Finals week is creeping upon us but, before your stress levels start to escalate, just remember that Monday is Dead Day – a day filled with fun activities to de-stress between studying.
Dead Day was introduced in the 1992-93 school year, Director of Student Activities and Productions Tom Craig said. He said it “was a revitalization of an older tradition called Dead Week, which disappeared when changes occurred with the academic calendar that actually shortened the semester.”
On-campus activities include the Service Action Leadership Team hosting a recycling project at the University Church of Christ parking lot from 1–4 p.m., students can give and swap anything from furniture, clothes or household items. Students also receive a free cajun cone when they donate.
A Dead Day Dance hosted by the Swing Cats called “Come Dance for an Hour and Then Go Study!” will take place 8–9 p.m. at Cullen Auditorium. There will be dancing, refreshments and recognition for graduating Swing Cats. Fun outfits are encouraged, but not necessary.
The Honors College is giving out Chick-Fil-A and Kona Ice snow cones to Honors students from 11:30 a.m. to 1:30 p.m. There will be a movie available in the Honors Commons and students will get a finals goody bag.
There will be free Group Exercise classes in the Student Recreation & Wellness Center all week of finals.
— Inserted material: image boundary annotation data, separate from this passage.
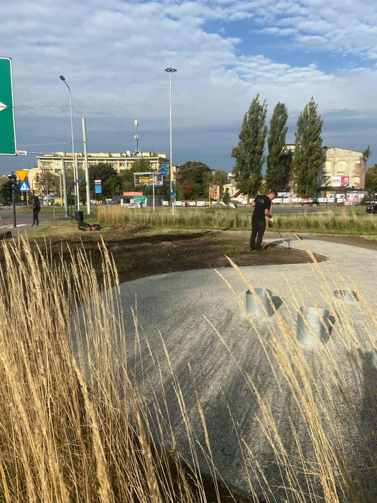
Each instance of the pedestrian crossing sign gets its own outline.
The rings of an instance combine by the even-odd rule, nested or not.
[[[30,190],[30,184],[29,182],[20,182],[20,192],[29,192]]]
[[[20,178],[21,182],[24,182],[27,176],[29,170],[16,170],[16,175]]]

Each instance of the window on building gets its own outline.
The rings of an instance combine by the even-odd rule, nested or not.
[[[352,183],[353,187],[360,187],[360,177],[353,177],[351,183]]]
[[[347,163],[346,161],[338,161],[337,163],[337,173],[345,173],[347,171]]]

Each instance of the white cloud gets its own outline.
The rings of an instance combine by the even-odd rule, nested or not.
[[[283,101],[300,110],[312,95],[321,110],[377,108],[376,69],[329,74],[314,64],[240,55],[239,38],[206,31],[209,20],[264,19],[265,33],[337,50],[348,34],[361,41],[368,33],[371,54],[377,15],[366,0],[357,6],[353,0],[346,6],[341,0],[15,0],[2,6],[8,22],[0,25],[0,54],[13,58],[19,115],[67,115],[63,74],[77,116],[166,118],[163,68],[171,65],[179,69],[173,78],[177,125],[233,124],[257,93],[270,109]],[[350,41],[346,50],[362,51],[362,43]]]

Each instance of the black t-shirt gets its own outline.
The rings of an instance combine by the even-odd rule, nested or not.
[[[257,196],[254,200],[254,212],[253,220],[254,221],[265,221],[265,210],[269,210],[271,207],[271,199],[267,196]]]

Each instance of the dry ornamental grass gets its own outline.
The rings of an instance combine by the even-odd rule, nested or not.
[[[171,210],[158,208],[129,210],[121,206],[103,205],[98,207],[101,224],[117,225],[128,222],[149,224],[160,228],[242,229],[251,228],[252,210],[248,212],[207,212],[205,210]],[[376,234],[377,218],[374,214],[359,214],[345,210],[334,213],[294,213],[274,215],[281,231],[339,234]],[[274,226],[267,219],[267,229]]]
[[[105,247],[101,247],[101,289],[84,250],[73,255],[67,265],[63,261],[52,262],[45,250],[32,252],[22,239],[3,246],[0,500],[231,501],[222,499],[216,481],[211,500],[204,488],[200,458],[204,456],[214,479],[221,474],[213,461],[205,407],[195,375],[191,374],[191,386],[205,433],[201,443],[190,424],[181,384],[165,351],[189,447],[184,461],[169,420],[170,404],[162,379],[154,399],[147,397],[135,367],[128,365],[127,335],[133,332],[135,347],[140,344],[137,309],[134,326],[124,326],[117,271]],[[343,280],[336,271],[331,281],[324,279],[321,269],[313,267],[318,281],[323,282],[321,300],[327,298],[330,302],[334,284]],[[238,272],[253,291],[242,271]],[[255,421],[261,438],[273,453],[270,462],[278,467],[274,471],[277,478],[269,479],[268,466],[255,457],[253,444],[238,432],[243,469],[250,470],[250,501],[371,503],[377,500],[377,393],[371,363],[377,349],[377,321],[358,294],[360,316],[364,320],[362,337],[355,331],[347,305],[334,311],[332,304],[335,321],[342,327],[341,344],[353,369],[352,382],[325,346],[317,351],[319,359],[313,365],[279,312],[269,322],[267,338],[262,337],[249,317],[281,393],[286,428],[288,425],[283,430],[259,383],[239,366],[249,399],[258,404]],[[235,291],[235,295],[243,309],[243,300]],[[318,299],[313,301],[316,305]],[[292,292],[293,314],[299,307]],[[216,333],[216,327],[212,328]],[[223,351],[230,351],[221,334],[217,333],[217,337],[223,342]],[[232,358],[231,352],[229,356]],[[150,359],[158,369],[151,353]],[[325,379],[320,378],[324,375]],[[144,379],[147,381],[147,373]],[[368,407],[364,415],[351,399],[351,387],[366,397]],[[297,414],[301,418],[300,434],[294,421]],[[237,430],[237,425],[235,428]],[[303,433],[304,446],[300,443]],[[293,439],[293,447],[290,444],[288,449],[287,435]],[[154,449],[152,439],[169,445],[170,452]]]

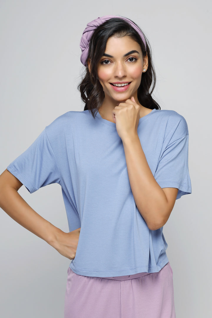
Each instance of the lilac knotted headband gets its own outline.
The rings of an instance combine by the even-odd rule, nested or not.
[[[127,18],[123,17],[118,17],[117,16],[105,16],[97,18],[91,22],[89,22],[87,25],[86,27],[83,31],[82,36],[79,44],[79,46],[82,50],[82,54],[80,58],[80,60],[85,66],[87,67],[86,60],[87,59],[89,49],[89,43],[93,34],[94,30],[96,28],[102,24],[104,22],[112,18],[119,18],[123,19],[123,20],[127,21],[137,31],[140,35],[141,39],[145,46],[145,48],[147,49],[147,45],[144,35],[139,28],[136,24]]]

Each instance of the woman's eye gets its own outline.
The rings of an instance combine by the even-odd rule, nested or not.
[[[132,60],[133,59],[134,60],[132,61]],[[129,58],[128,59],[129,60],[131,59],[131,61],[130,61],[130,62],[135,62],[137,60],[137,59],[136,59],[135,58],[133,58],[133,57]]]
[[[102,64],[108,64],[109,61],[108,60],[104,60],[104,61],[102,61],[101,62]]]

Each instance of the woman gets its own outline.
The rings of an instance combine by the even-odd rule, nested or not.
[[[176,198],[191,192],[186,122],[153,99],[149,45],[133,21],[98,18],[80,46],[84,111],[56,119],[8,166],[1,206],[72,260],[65,318],[174,318],[162,229]],[[17,192],[23,184],[31,193],[54,183],[61,186],[68,233]]]

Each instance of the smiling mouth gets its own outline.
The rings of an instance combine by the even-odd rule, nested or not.
[[[116,86],[117,87],[121,87],[122,86],[126,86],[127,85],[128,85],[131,83],[131,82],[128,82],[128,83],[123,83],[122,84],[113,84],[113,83],[110,83],[111,85],[112,85],[113,86]]]

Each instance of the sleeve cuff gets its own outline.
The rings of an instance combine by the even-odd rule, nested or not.
[[[176,200],[180,199],[182,196],[191,193],[191,187],[187,184],[182,184],[179,182],[172,181],[157,181],[161,188],[176,188],[178,189]]]
[[[19,181],[26,187],[30,193],[32,193],[36,191],[36,189],[34,186],[18,172],[14,166],[10,164],[7,167],[7,169],[12,174],[18,179]]]

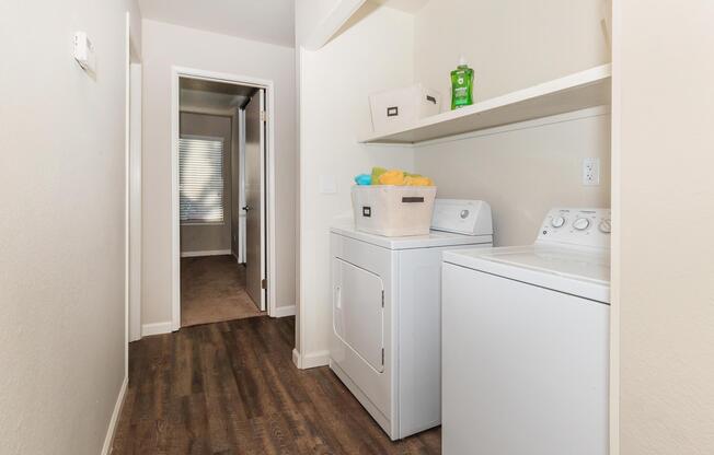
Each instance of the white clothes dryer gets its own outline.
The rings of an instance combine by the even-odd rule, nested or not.
[[[431,232],[331,230],[330,368],[392,440],[441,423],[441,254],[493,244],[491,208],[437,199]]]

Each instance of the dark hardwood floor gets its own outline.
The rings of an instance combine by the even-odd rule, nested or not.
[[[439,454],[440,430],[392,443],[329,368],[291,360],[295,318],[182,328],[129,348],[112,454]]]

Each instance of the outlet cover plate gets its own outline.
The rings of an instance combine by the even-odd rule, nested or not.
[[[600,159],[586,158],[583,160],[583,185],[584,186],[599,186],[600,185]]]

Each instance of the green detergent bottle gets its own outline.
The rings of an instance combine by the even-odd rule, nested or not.
[[[451,110],[473,104],[473,70],[461,57],[459,68],[451,71]]]

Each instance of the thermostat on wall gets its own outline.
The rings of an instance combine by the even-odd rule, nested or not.
[[[77,32],[74,34],[74,60],[77,60],[84,71],[95,71],[96,59],[94,57],[94,46],[85,32]]]

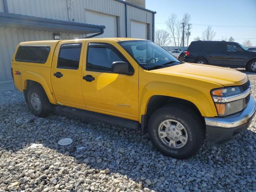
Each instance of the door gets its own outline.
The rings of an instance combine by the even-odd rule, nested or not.
[[[117,21],[116,16],[104,14],[88,10],[85,10],[86,23],[97,25],[104,25],[106,28],[104,33],[97,37],[117,37]]]
[[[53,92],[60,104],[85,107],[81,85],[82,60],[80,59],[84,48],[79,40],[72,41],[60,42],[56,48],[60,52],[55,53],[50,74]]]
[[[92,41],[92,40],[90,40]],[[83,95],[86,108],[137,118],[138,70],[133,75],[112,73],[112,63],[129,63],[115,47],[107,43],[87,43],[86,65],[82,71]],[[133,68],[131,65],[129,67]]]
[[[222,66],[225,58],[225,43],[223,42],[214,42],[210,49],[206,53],[209,64]]]
[[[243,66],[245,61],[246,57],[244,51],[238,51],[238,48],[241,47],[237,44],[228,43],[225,54],[225,58],[223,62],[223,65],[239,67]]]
[[[131,21],[131,37],[148,39],[146,23]]]

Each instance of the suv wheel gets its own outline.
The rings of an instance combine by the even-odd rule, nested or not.
[[[26,95],[28,106],[36,116],[45,117],[51,111],[52,105],[40,85],[32,86],[29,88]]]
[[[256,72],[256,60],[250,62],[246,67],[246,71]]]
[[[157,110],[148,128],[156,148],[164,155],[179,159],[196,154],[204,142],[205,129],[195,114],[183,106],[164,106]]]
[[[202,58],[197,59],[196,61],[196,63],[198,63],[198,64],[208,64],[208,62],[205,59]]]

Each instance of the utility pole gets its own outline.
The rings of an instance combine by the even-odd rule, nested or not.
[[[184,46],[184,27],[185,26],[184,26],[184,24],[185,23],[183,22],[181,24],[182,24],[182,46]]]
[[[188,24],[188,44],[187,46],[188,46],[188,36],[190,36],[189,34],[189,26],[191,25],[191,24],[190,24],[189,23]]]

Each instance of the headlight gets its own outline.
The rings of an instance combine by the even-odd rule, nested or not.
[[[229,103],[216,103],[215,104],[218,116],[227,116],[243,110],[242,99]]]
[[[243,110],[243,99],[228,102],[228,99],[241,92],[238,87],[227,87],[212,90],[211,94],[218,116],[226,116]]]

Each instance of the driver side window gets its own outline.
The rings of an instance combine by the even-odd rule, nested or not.
[[[127,62],[112,46],[103,44],[90,44],[87,53],[87,71],[111,73],[112,63]]]
[[[236,52],[237,46],[234,44],[228,44],[227,45],[227,50],[228,52]]]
Students can also go to Midnight Breakfast from 10:30 p.m. to midnight and can recharge with games, karaoke and breakfast. The theme is beach/luau. You use your meal plan or pay $5.
If you want to get off-campus on Dead Day, The Grace Museum will hosts the College De-Stress Day for all college students from 10 a.m. to 2 p.m. Students get free coffee, hot chocolate and breakfast. There are also art galleries you can take a look at or find a comfortable area to sit and study or relax. There will be movies playing, fire pits, live music and food trucks during lunch hours. Local therapy dogs also are part of the de-stress day event.
Rebecca Bridges is in charge of programming and interpretation at The Grace Museum.
“We have always wanted to provide fun and interesting opportunities for our local students and at that time we were not getting much visitorship from college/university students so we started seeking a way to engage students without adding a huge commitment to their busy schedules,” she said.
Bridges said they have had a good turnout on every event. “We gauge success based on how students are enjoying the day – and I think it’s been well-received.”